Kendali diri merupakan fungsi puncak otak manusia, derajatnya lebih tinggi dari kemampuan berpikir rasional atau kalkulatif. Kendali diri itu memungkinkan seseorang menunda kenikmatan atau kepuasan yang bisa mereka raih, baik karena adanya aturan, norma, tekanan lingkungan, maupun keyakinan bahwa penundaan itu akan berbuah lebih manis di masa depan.
Pengendalian diri juga menjadi inti dari ajaran banyak agama. Sistem kendali diri itu dalam otak diatur di bagian korteks prefrontal yang ada di otak bagian depan dan girus singulatus yang menghubungkan antara korteks prefrontal dengan sistem limbik atau pusat emosi manusia.

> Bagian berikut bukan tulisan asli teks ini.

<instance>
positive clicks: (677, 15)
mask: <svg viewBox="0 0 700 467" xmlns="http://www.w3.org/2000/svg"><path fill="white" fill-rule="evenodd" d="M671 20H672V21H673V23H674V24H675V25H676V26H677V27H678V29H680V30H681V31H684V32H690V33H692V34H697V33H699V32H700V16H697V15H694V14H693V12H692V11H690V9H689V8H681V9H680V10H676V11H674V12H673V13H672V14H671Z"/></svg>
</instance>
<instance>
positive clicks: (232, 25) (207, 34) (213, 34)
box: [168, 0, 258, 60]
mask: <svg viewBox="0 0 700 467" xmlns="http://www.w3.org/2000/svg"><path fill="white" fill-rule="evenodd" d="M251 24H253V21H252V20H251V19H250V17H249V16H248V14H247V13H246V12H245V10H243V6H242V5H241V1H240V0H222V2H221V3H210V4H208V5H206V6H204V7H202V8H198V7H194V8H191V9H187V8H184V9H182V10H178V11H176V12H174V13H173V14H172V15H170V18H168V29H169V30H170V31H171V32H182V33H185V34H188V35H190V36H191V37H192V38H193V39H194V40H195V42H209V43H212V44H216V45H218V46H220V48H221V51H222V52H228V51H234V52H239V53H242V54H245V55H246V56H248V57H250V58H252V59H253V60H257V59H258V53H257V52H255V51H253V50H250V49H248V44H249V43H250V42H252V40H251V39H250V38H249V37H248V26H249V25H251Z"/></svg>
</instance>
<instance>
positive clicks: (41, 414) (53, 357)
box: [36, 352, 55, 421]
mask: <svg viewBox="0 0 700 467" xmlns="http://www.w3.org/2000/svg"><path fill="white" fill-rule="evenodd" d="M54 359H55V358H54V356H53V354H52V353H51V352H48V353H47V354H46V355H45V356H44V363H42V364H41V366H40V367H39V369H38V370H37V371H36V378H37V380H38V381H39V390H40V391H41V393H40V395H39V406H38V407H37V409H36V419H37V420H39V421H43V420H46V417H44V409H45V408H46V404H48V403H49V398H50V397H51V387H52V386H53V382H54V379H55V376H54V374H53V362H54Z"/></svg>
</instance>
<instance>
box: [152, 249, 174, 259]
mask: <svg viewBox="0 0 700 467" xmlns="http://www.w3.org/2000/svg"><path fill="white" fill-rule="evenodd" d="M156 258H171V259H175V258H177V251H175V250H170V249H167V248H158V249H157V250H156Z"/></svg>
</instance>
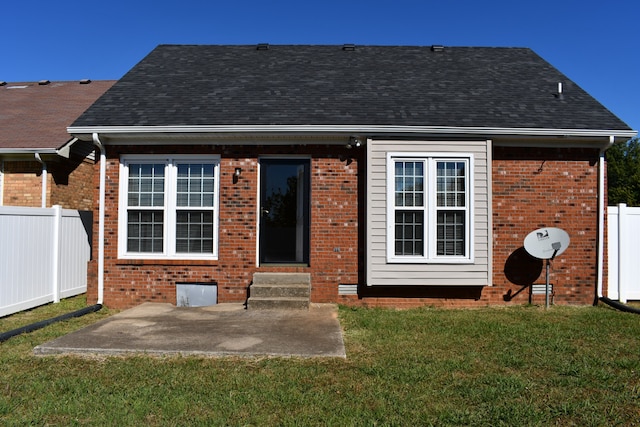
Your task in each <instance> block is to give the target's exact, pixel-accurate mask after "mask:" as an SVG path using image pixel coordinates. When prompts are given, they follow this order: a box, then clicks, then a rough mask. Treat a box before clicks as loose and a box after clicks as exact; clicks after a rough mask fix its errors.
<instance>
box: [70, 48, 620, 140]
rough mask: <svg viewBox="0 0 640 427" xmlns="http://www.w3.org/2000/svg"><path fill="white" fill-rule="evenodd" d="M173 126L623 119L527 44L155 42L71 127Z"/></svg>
mask: <svg viewBox="0 0 640 427" xmlns="http://www.w3.org/2000/svg"><path fill="white" fill-rule="evenodd" d="M559 82H562V83H563V86H564V97H563V99H559V98H558V97H557V96H555V95H554V94H556V92H557V88H558V83H559ZM178 125H400V126H469V127H497V128H547V129H554V128H555V129H618V130H628V129H629V128H628V126H627V125H626V124H625V123H623V122H622V121H621V120H620V119H618V118H617V117H616V116H615V115H613V114H612V113H611V112H610V111H609V110H607V109H606V108H605V107H604V106H602V105H601V104H600V103H599V102H598V101H596V100H595V99H594V98H593V97H591V96H590V95H589V94H587V93H586V92H585V91H584V90H582V89H581V88H580V87H579V86H578V85H576V84H575V83H573V82H572V81H571V80H569V79H568V78H567V77H566V76H564V75H563V74H562V73H560V72H559V71H558V70H556V69H555V68H554V67H553V66H551V65H550V64H549V63H547V62H546V61H544V60H543V59H542V58H540V57H539V56H538V55H537V54H535V53H534V52H533V51H532V50H530V49H526V48H485V47H446V48H445V50H444V51H443V52H434V51H432V50H431V48H430V47H428V46H356V48H355V50H353V51H350V50H343V49H342V46H310V45H304V46H303V45H275V46H274V45H272V46H269V49H268V50H257V49H256V46H218V45H161V46H158V47H157V48H156V49H154V50H153V51H152V52H151V53H150V54H149V55H148V56H147V57H145V58H144V59H143V60H142V61H141V62H140V63H138V64H137V65H136V66H135V67H133V68H132V69H131V70H130V71H129V72H128V73H127V74H126V75H125V76H124V77H123V78H122V79H121V80H120V81H118V82H117V83H116V84H115V85H114V86H113V87H112V88H111V89H110V90H109V91H107V93H106V94H105V95H104V96H102V97H101V98H100V99H99V100H98V101H97V102H96V103H95V104H94V105H93V106H92V107H91V108H89V109H88V110H87V111H86V112H85V113H84V114H83V115H82V116H81V117H80V118H78V120H76V122H75V123H73V125H72V126H73V127H94V126H95V127H102V126H178Z"/></svg>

"Namun, sama seperti otot, pematangan sistem kendali diri di otak itu hanya bisa dilakukan lewat latihan menghadapi tantangan yang dilegitimasi oleh lingkungan," katanya.
Pengendalian diri adalah keterampilan hidup yang harus terus diulang dengan tantangan yang beragam dan intens. Kendali diri tidak bisa dibentuk dengan hapalan. Karena itu, sistem kendali diri seringkali tak berhubungan dengan tingkat pendidikan, banyaknya pengetahuan agama, apalagi tampilan luar atau atribut keimanan seseorang.
Peneliti psikologi kognitif yang juga Wakil Dekan Bidang Akademik dan Kemahasiswaan Fakultas Psikologi Universitas Gadjah Mada Yogyakarta Galang Lufityanto mengatakan, pelaku kejahatan seksual punya kecenderungan kognitif yang tidak tepat. Mereka mengembangkan konsep moral yang membuatnya tidak merasa bersalah meski telah merendahkan orang lain.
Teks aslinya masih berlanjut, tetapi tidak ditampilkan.